予知からの転換 地震防災は阪神大震災から始まった

どの地域にも大地震のリスクがある

政府の地震調査委員会委員長を務める平田直・東京大教授に、阪神大震災後の地震学について聞いた。

研究成果を広く伝える仕組み

正直、震災が起こるまで地震学を防災に役立てるという意識は薄かった。当時は文化人や自治体の首長までも関西で地震は起きないと信じ、地震学の成果が正しく社会に伝わっていなかった。

 

そうした反省から震災の半年後、政府の地震調査研究推進本部が設置された。国が一元的に防災に役立つ研究成果を国民に伝える体制ができ、震度6弱以上の地震が30年以内に起きる確率を示す「全国地震動予測地図」の作成などが行われた。震災後の大きな変化といっていい。

 

地震は地下の岩盤に力が加わって破壊される現象だが、毎回同じようには起こらない。しかも大地震が発生する周期は100年とか1000年に1度とデータも乏しい。予知に必要な理論を作るのが困難な理由がそこにある。だから科学的データに基づいた確率を示すことが防災上重要になる。
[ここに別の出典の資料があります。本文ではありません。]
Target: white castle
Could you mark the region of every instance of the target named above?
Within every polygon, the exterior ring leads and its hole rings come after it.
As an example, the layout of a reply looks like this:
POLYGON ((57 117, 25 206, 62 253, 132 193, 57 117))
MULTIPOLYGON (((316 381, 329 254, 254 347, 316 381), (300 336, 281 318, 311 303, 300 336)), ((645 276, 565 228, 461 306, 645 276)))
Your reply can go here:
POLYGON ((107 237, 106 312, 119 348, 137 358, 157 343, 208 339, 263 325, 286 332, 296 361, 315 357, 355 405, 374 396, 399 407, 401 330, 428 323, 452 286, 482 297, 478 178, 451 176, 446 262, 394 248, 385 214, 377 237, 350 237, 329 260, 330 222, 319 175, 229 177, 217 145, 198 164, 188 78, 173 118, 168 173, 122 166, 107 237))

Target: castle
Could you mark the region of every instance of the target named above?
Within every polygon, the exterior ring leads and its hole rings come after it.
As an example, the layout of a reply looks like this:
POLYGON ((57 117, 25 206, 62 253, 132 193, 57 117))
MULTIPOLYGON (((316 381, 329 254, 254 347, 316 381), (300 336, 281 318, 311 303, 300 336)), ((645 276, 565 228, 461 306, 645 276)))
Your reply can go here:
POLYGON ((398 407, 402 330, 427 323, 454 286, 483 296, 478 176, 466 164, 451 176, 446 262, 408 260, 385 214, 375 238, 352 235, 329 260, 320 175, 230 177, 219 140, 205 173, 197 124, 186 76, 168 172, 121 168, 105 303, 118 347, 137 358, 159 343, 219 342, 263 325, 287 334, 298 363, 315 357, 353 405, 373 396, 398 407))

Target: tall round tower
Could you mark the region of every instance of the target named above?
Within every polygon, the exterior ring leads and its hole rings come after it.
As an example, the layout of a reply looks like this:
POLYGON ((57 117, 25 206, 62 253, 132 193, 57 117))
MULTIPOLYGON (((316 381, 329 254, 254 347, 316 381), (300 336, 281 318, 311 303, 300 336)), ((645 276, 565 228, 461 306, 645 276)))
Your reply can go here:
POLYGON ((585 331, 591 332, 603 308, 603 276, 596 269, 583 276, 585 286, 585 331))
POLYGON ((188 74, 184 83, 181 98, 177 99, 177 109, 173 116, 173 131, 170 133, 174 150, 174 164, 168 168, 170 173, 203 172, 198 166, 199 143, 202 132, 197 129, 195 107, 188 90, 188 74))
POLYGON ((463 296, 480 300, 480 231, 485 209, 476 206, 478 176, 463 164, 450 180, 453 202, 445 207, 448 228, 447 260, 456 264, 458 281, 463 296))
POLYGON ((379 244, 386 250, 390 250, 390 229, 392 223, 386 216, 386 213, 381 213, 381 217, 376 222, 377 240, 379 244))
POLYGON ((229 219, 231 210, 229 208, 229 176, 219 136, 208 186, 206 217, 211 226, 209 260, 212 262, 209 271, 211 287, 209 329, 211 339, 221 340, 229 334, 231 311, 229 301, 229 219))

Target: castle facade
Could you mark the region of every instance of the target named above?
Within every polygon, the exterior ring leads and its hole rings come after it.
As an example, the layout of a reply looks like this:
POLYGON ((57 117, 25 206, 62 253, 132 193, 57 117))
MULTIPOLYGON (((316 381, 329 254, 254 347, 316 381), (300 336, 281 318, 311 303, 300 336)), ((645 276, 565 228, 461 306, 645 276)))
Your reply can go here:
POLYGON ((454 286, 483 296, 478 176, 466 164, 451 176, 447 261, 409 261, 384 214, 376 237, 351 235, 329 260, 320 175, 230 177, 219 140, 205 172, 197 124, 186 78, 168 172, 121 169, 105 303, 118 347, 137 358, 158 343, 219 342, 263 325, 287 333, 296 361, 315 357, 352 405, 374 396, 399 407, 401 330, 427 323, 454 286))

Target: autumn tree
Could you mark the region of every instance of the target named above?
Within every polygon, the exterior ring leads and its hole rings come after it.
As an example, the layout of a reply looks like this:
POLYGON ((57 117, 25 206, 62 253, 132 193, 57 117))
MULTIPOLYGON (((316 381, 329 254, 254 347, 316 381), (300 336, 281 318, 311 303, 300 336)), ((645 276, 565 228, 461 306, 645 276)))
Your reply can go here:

岩盤に加わる力の強度などがもっと正確にわかれば、天気予報のように地震が起こる確率が出せるかもしれない。現在の研究はそうした方向を目指している。

 

阪神大震災で危険性が知られるようになった活断層についても、発生確率で評価されるようになった。震災を起こした「野島断層」も活断層の一つで、推進本部は現在、マグニチュード(M)7程度の地震発生の恐れがある全国114の活断層について、地震の発生確率を表す「長期評価」を示している。

科学的データから日常の備えに

活断層は地震によって断層が地表に現れたものだ。しかし、鳥取、島根県などで繰り返される地震を含め大半は痕跡を残していない。だから「活断層が近くにない」と安心してしまう人がいるという課題も出ている。

 

M7程度の地震は毎年のように日本のどこかで発生する。はっきり言えるのはどの地域にも大地震のリスクがあるということだ。期待されるような予知は難しいが、科学的にわかっているリスクをみんなが納得できる形で伝え、日常的な備えを促すことが地震学の使命だ。

写真説明:平田直・東京大学教授

<プロフィル> ひらた・なおし 1978年、東京大理学部卒。82年、東大博士課程退学。東大地震研究所助教授などを経て、98年から同研究所教授。2016年から政府の地震調査委員会委員長。南海トラフ地震の発生可能性を分析する気象庁の評価検討会会長も務める。